155.6
The Statistical Construction of Alterity: Governing National Population By Numbers in France and Germany (1860-1900)

Tuesday, July 15, 2014: 4:45 PM
Room: Booth 49
Oral Presentation
Léa RENARD , Sociology of Gender, University of Potsdam, Germany
This paper is aimed to contribute to the history of statistics as science but also as governing tool (Foucault 2004). This abstract explores the role of official statistics in the nation building process in the second part of the 19th century in France and Germany. Following the analyses of Desrosières and Foucault the study asks how science produced “imagined communities” (Anderson 1983) by using and constructing statistical categories on migration. By doing that official statistics contributed to product differentiations between national and foreign populations, which both aim to be governed differently.
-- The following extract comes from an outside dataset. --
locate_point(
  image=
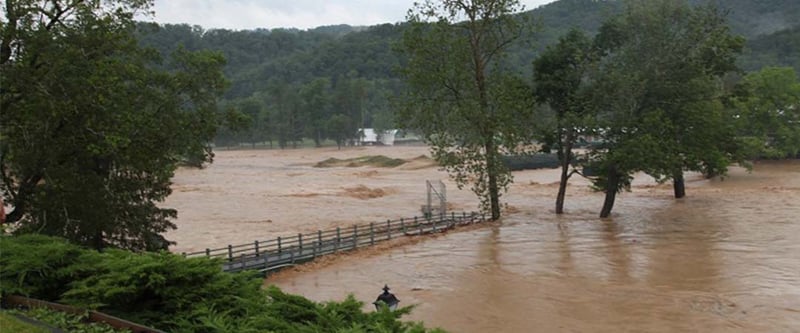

In the first step I will argue that the historical development of official statistics in the 19thcentury in France and Germany led to its use in both countries as a governing tool to administrate population, but in different national ways. In the second step the paper recontextualizes and deconstructs the statistical categories of foreigners and citizens, to show how official statistics took part in the historical process of nation building.

Scientific journals (Journal de la Société de Statistique de Paris, Zeitschrift des königlich preussischen statistischen Bureaus and Allgemeines Statistisches Archiv) between 1860 and 1900 form the empirical basis of the study. About 160 articles on migration statistics have been qualitatively analysed in order to sketch the statistical discourse about migration as well as the discursive construction of German and French nations by statisticians.

The author gratefully acknowledges the financial support of the Scientific Commission of the IEP Grenoble, the Doctoral School SHPT of the University of Grenoble and the Potsdam Graduate School.